1969 yılında Sinop’un Boyabat ilçesine bağlı Cuma Kayalı (Gürlen) köyünde dünyaya gelen Erdoğan, çocukluk yıllarını Karadeniz’in bu mütevazı coğrafyasında geçirdi. İlk öğrenimini köyünde tamamladıktan sonra, 1979 yılında İstanbul’a göç etti. Ancak Sinop’un doğası, köy yaşamının sıcak komşuluk ilişkileri, geleneksel çocuk oyunları ve sözlü anlatı kültürü, onun hayal dünyasını derinden şekillendirdi.

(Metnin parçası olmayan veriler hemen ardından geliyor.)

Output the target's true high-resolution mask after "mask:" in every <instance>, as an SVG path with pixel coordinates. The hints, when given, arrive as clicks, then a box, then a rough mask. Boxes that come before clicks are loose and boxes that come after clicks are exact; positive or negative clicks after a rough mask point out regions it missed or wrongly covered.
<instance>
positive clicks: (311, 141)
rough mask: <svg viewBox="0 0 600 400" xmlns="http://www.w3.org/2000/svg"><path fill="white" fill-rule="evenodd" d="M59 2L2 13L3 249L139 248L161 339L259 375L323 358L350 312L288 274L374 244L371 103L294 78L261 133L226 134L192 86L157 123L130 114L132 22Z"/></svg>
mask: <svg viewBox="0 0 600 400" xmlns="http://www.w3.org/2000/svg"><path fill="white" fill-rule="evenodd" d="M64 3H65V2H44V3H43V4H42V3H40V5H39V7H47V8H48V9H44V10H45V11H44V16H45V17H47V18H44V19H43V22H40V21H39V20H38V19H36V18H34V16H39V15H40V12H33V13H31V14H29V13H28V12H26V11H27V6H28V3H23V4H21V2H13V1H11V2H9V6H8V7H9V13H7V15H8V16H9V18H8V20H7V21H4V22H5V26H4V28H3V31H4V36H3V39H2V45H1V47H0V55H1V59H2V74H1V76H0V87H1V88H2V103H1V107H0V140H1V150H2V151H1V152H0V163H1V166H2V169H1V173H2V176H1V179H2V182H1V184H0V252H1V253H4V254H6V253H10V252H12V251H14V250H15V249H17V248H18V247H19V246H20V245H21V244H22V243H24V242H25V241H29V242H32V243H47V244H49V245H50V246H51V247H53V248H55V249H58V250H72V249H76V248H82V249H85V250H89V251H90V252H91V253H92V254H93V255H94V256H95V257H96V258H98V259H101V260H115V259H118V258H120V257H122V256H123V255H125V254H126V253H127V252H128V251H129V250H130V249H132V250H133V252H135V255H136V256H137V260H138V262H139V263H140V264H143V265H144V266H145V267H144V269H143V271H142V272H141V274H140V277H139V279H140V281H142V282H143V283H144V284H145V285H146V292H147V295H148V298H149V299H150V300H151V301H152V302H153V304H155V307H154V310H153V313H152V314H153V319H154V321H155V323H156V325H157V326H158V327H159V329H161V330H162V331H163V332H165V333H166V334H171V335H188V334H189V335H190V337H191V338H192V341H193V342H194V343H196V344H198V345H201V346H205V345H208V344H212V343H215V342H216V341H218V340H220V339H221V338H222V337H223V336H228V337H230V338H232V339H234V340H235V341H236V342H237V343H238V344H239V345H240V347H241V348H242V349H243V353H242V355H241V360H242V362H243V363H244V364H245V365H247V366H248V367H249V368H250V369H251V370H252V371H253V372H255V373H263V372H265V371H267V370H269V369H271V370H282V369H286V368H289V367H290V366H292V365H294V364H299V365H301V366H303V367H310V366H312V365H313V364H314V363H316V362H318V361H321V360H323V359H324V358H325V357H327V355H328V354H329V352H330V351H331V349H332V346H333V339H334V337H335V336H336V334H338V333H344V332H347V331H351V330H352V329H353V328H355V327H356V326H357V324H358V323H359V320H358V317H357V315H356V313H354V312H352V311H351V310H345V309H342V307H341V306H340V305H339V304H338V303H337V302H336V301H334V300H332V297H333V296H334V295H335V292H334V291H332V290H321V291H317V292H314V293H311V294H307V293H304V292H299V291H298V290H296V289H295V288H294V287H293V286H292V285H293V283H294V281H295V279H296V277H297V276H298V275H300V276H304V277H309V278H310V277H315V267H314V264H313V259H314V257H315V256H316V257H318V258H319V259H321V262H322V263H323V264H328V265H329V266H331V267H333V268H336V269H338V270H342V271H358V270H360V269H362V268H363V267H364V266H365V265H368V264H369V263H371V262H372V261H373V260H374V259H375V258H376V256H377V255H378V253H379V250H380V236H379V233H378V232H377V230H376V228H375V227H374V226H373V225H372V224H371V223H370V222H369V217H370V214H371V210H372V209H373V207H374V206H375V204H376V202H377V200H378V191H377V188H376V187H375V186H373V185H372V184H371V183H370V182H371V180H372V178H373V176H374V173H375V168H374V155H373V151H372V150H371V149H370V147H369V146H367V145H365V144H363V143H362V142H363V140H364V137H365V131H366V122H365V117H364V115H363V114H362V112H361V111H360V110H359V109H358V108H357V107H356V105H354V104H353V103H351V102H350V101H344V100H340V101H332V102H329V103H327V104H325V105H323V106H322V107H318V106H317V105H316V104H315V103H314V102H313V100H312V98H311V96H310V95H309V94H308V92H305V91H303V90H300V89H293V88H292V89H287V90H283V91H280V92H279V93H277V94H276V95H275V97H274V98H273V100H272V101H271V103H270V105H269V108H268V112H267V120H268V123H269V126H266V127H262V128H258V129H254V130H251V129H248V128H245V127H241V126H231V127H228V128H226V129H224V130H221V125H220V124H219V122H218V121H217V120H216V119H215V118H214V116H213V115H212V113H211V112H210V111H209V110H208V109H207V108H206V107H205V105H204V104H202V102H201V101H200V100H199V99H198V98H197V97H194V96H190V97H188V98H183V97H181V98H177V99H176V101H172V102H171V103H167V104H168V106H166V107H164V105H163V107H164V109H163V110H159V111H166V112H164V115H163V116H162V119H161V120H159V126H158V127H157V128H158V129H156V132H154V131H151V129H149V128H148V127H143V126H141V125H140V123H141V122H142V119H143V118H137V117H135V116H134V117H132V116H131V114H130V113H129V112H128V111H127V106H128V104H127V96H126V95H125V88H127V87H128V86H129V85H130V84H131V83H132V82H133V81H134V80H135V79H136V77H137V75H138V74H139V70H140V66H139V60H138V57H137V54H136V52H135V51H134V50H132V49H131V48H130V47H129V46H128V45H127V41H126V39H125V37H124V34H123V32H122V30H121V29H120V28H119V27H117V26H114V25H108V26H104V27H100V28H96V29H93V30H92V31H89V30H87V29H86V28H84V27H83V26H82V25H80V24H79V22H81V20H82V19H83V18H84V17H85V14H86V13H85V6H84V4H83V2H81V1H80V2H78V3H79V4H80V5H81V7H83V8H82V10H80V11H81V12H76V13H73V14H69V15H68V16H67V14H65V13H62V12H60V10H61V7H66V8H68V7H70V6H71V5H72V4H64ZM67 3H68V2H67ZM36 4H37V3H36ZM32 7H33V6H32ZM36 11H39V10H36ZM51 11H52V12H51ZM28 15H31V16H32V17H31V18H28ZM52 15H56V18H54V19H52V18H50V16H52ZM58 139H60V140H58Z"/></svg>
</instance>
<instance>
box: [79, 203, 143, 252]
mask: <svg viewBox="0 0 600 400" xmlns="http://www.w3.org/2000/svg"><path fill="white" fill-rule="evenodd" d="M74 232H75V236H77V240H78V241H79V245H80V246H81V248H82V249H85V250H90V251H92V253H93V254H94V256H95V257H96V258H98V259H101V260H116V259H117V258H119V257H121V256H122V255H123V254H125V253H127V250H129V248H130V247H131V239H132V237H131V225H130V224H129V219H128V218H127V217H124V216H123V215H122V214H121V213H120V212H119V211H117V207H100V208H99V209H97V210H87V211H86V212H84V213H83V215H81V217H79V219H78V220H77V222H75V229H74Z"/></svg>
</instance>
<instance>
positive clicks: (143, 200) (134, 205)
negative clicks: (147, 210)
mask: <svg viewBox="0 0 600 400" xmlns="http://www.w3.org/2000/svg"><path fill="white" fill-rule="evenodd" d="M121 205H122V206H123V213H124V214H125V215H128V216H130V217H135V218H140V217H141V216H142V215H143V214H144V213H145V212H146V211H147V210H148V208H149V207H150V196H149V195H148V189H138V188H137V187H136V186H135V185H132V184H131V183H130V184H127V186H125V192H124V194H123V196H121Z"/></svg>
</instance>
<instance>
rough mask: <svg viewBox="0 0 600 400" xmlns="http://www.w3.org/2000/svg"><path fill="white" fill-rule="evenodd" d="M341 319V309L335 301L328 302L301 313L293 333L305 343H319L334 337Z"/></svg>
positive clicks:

Bu birikim, ileride yazacağı kitapların ve yürüttüğü projelerin temel taşlarından biri haline gelecekti. Edebiyata ve düşünceye olan ilgisi onu kalemle buluşturdu. İlk kitabı İnsan Mevsimi, doğrudan bu çocukluk birikimlerinin üzerine inşa edilmiş bir metindir. Toplumsal yaşamın kalıplaşmış kabullerini sorguladığı bu eserinde, kendi geçmişinin ve Sinop’un izlerini açıkça görmek mümkündür. Yazın serüvenini İstanbul’da sürdüren Erdoğan, Sinop’ta başlayan bu yolculuğa sadık kalarak gelenek ile modernite arasında köprü kuran bir çizgi izledi. Sinop kültürü ve memleketine dair unsurlar, onun kaleminde her zaman kendine yer bulur. İnsan Mevsimi (2013) adlı deneme kitabı, farklılıkların yitirildiği modern dünyada öz kimlik arayışını anlatırken, Erdoğan İstanbul’da gazetelerde yayımlanan köşe yazılarında da Sinop’un zengin folklor ve kültürüne vurdu yapar.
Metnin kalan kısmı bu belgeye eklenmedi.